O Presidente da República considerou que esta opção pode constituir uma violação da equidade fiscal. Mas os especialistas apontam várias diferenças entre os funcionários do sector público e os trabalhadores privados. A começar pelos salários.

Um estudo do Banco de Portugal diz que, para as mesmas qualificações, os funcionários públicos têm um salário 15% acima dos privados, argumento já utilizado por Passos Coelho. E, como trabalham menos horas, chegam a ganhar por hora quase o dobro dos privados. Uma outra diferença é que os trabalhadores do estado não podem ser despedidos.

De acordo com este documento, a média dos salários dos funcionários públicos é de 1.491 euros, enquanto no privado se fica pelos 859 euros. Além disso, na função pública o horário de trabalho é mais leve. Por hora a remuneração dos funcionários do Estado é claramente superior: 10,50 euros face 5,50 euros, ou seja, praticamente o dobro.

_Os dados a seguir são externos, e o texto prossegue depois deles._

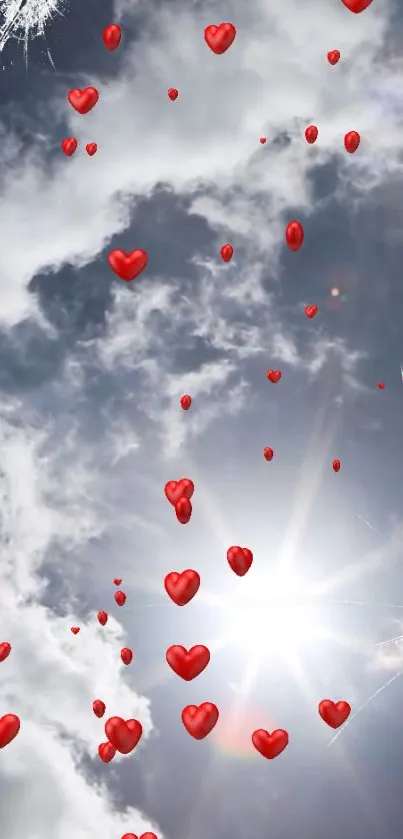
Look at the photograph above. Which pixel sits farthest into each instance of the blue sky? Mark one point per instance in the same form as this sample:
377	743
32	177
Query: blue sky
91	426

O estudo ressalva, no entanto, que, em comparação, os funcionários com menos habilitações ganham mais no público do que no privado. Nos quadros superiores, a relação é inversa: no privado ganha-se mais.

Há outra diferença difícil de quantificar, mas não negligenciável: é a segurança no emprego. Os funcionários públicos não podem ser despedidos mas só este ano, até Julho, mais de 300 empresas despediram quase três mil trabalhadores.

A Confederação Empresarial de Portugal (CIP) explica estas diferenças: é que, ao contrário do sector público, os sacrifícios no sector privado já foram feitos.

As dúvidas do Presidente têm sido alvo de muita polémica. Para Marcelo Rebelo de Sousa, Cavaco Silva quer que o Governo corrija o Orçamento.

Os sindicatos aplaudiram, por sua vez, as palavras de Cavaco: a FESAP disse mesmo que estas críticas são «evolução no bom sentido», ao passo que a CGTP e Frente Comum consideram que a medida é inconstitucional e que Cavaco Silva deve vetá-la.

Já os economistas acreditam que a medida vai, mais cedo ou mais tarde, estender-se aos privados.

Para o constitucionalista Bacelar Vasconcelos, o problema é mais político que constitucional, embora considere que o corte não pode ser ir além do ano que vem.